Да, я искра, но что за пламя я зажег? О Агира, Агира, что я сделал?
В зале снова загорелся свет (на этот раз обычный, плазменный), а Данло скраировал, пропуская видения будущего сквозь себя, как огненный ветер. Он видел свет ярче света любой звезды, и невиданно богатые краски, и страшную красоту. Из грез его вырвал шорох ножа, вынутого из ножен. Данло повернулся к одной из скамей первого ряда. Бертрам Джаспари, потрясая своим хилым кулачком, вопил, что Данло вовсе не светоносец, а грязный наманский цефик, посланный из Невернеса, чтобы одурачить их и погубить Святую Церковь. Рядом с ним спокойно стоял Малаклипс, держа свой длинный нож высоко, чтобы видели все. Стальной клинок, отражая светильники зала, посылал в глаза Данло жгучие лучи. Данло не мог догадаться, как воин-поэт умудрился пронести сюда нож.
Для телохранителей Харры это тоже явилось полной неожиданностью – при виде оружия они разразились испуганными криками и поспешно загородили Святую Иви своими телами.
Несколько охранников бросились к воину-поэту, но им загородили дорогу Едрек Ивионген, Ленсар Наркаваж и другие ивиомилы. Между Харрой и воином-поэтом образовалась живая стена – это, казалось бы, лишало его возможности причинить ей какой-то вред, тем более убить ее. Ничто, впрочем, и не указывало на подобные намерения с его стороны.
Его лиловые глаза смотрели на Данло. Смерть была близка, как их взгляды, взаимно отражающие друг друга, близка, как стальной клинок, способный в любой момент пролететь по воздуху. Данло держал взгляд Малаклипса под крики и топот ног. Он понимал, что, если нож и найдет его горло, он умрет мучеником, признанным всеми светоносцем, и Харра Иви эн ли Эде примет свои новые программы, которые навеки изменят Церковь. Если воин-поэт убьет его, то сделает это по другой причине – за то, что Данло истинный сын своего отца, посмевший сиять ярче, чем подобает человеку.
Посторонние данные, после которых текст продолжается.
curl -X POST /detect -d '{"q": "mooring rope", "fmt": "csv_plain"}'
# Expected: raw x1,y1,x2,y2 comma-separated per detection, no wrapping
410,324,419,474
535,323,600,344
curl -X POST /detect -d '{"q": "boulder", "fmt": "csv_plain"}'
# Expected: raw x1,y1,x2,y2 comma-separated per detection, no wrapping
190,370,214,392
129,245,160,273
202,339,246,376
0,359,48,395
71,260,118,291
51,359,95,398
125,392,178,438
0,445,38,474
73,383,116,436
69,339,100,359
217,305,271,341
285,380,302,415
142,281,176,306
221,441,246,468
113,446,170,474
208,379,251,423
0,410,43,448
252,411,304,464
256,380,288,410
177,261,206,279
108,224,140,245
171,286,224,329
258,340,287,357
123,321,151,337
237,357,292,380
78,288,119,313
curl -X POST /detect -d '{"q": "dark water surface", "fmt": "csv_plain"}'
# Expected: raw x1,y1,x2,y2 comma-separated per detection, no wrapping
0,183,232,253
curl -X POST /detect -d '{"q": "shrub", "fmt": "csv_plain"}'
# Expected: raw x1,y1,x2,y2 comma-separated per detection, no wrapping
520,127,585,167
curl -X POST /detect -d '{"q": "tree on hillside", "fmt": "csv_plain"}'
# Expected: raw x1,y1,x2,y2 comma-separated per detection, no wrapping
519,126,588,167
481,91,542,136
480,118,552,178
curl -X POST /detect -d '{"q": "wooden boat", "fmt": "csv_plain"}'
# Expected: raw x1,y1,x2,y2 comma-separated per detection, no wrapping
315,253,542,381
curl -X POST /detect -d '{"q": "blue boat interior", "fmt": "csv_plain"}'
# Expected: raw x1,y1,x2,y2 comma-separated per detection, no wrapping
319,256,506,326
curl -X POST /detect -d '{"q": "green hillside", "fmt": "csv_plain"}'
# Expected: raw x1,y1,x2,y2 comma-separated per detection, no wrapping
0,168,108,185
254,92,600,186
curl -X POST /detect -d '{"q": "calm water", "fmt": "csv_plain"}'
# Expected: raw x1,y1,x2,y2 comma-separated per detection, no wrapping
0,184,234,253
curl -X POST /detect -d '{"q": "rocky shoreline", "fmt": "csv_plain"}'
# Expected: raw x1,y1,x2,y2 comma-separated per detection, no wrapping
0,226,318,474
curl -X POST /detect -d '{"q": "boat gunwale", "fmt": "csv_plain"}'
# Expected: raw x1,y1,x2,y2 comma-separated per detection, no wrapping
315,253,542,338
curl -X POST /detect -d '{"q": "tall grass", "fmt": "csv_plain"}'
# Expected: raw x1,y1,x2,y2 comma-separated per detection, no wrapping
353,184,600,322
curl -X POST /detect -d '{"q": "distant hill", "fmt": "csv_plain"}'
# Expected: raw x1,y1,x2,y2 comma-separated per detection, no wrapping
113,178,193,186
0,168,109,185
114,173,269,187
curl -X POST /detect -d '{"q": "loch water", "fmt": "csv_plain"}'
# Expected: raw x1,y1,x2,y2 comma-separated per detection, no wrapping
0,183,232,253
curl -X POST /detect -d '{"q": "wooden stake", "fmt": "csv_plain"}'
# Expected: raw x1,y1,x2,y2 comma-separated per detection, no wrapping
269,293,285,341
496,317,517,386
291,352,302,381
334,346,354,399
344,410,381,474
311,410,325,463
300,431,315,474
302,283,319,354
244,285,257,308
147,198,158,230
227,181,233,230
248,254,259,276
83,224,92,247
Понимая все это, Данло с улыбкой поднял флейту и заиграл. Он не переставал смотреть на Малаклипса, и его музыка, как золотая стрела, целила в сердце воина-поэта. На миг Малаклипс заколебался, совсем как тигр, раздумывающий, стоит ли нападать на вооруженного человека. Этого мгновения Архитекторам хватило, чтобы сомкнуться вокруг Данло. Они протягивали к нему руки, словно к огню или к солнцу, предмету своего поклонения. Малаклипс, видя, что в Данло ему уже не попасть, тоже улыбнулся и поцеловал рукоять своего ножа, приложив клинок ко лбу. Вслед за этим он отсалютовал ножом Данло и склонил голову в коротком поклоне.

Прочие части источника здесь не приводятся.